Only the drive was electrical. The sonic oscillations were conducted through a mouthpiece and an hose made of metal and scored in the rotating disc with a kind of graver. The disc could be played back with an horn (left side of the picture) or with earphones that were connected with hoses to the pickup (left side). Of course the quality was cruel.
Dictating-machine KOSMOGRAPH from the dictating machine factury of Dresden (1935)
Rare tape recorders
Tape recorders that are built before 1952 are technically very interesting and nowadays very rare. The AEG Magnetophon AW 1 was built in 1948/49 with the state of art of 1939. The auxiliary case contains amplifiers for recording and replay as well as a loud speaker. On the original tape that is pictured in the photography, one can listen to a german carneval convention recorded in the early 1950s. At that time the device was too expensive for private customers.
A radio reporter in 1951 had to be a strong guy to carry the Ferrophon around. This semi-professional tape recorder of Loewe Opta Radio AG Type "Ferrophon IIIc/3" was hardly affordable for the non-commercial user. The replay quality is excellent (max. tape speed of 76cm/sec!) and likewise the used components (a lot of copper parts) which was rare in the early past war years.
Shellac disc changer
Gramophone records were used as sound storage media for quite a long time. After all, in the 1950s, the shellac records were invented. Breakage was very common in this era, until it was displaced by the vinyl records. Automatic record changers were quite rare in the shellac era. The photography above shows the "Dual 1000", built in 1951/52. The slowly moving pick-up arm while record changing demonstrates the way of listening music at that time. At first this device used the old steel needles that decreased in quality after only three records, until sapphire styluses were invented.
Wire recording devices
This device (year of manufacture 1952) uses wires as sound storage media.

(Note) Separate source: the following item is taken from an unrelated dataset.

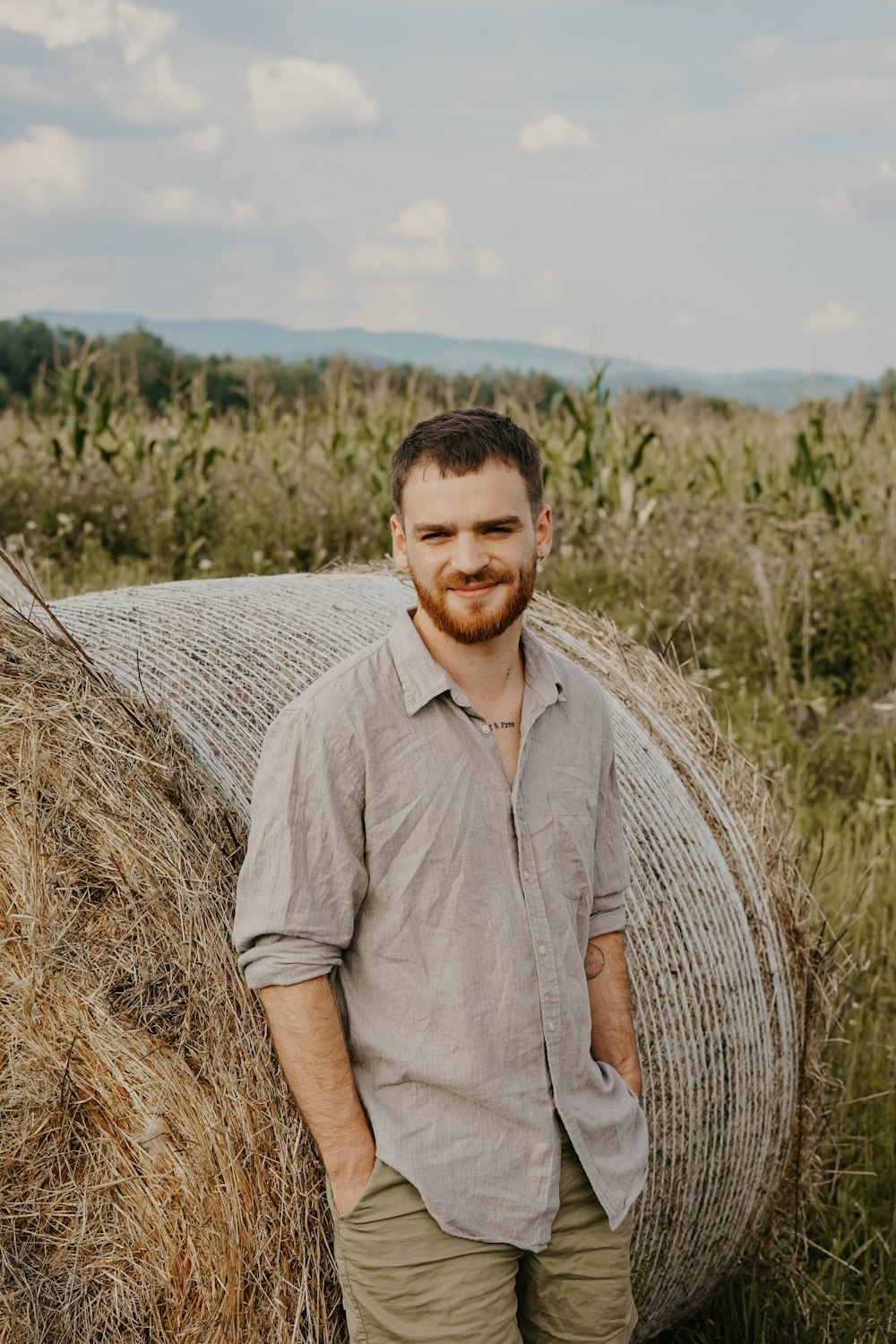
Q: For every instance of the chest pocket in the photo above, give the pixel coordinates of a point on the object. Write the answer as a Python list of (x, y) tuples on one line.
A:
[(573, 820)]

An hour of music fits into the small coil shown on the right side of device. This is the advantage of using steel wire: It doesn't need much space. The quality of sound was almost tolerable, but the flimsy wire was always in danger of tearing.
With this device, you could also listen to a shellac record (78 RPM) while recording it concurrently to wire. The era of devices using wires to store sound began before the second world war but was already finished at 1965. In this time, tape recorders conquered the market. Clicking on the picture will show a larger and more detailed version.
Among others, dictating machines also used wires as sound storage media. Thus they could be built quite compactly. The width of a wire tape is only 7cm about 1.5 inch), but it records about 100 minutes. The Klein-Reporter W 52 (translated literally "small reporter"), shown below, was made by the german company REICHHALTER, year of manufacture 1952. On the record tape (as shown in the photography) you can listen to an original law lecture about the allied powers in Germany after the World War II.
This record is at least 55 years old. Apparently the magnetization of the wire is still very good.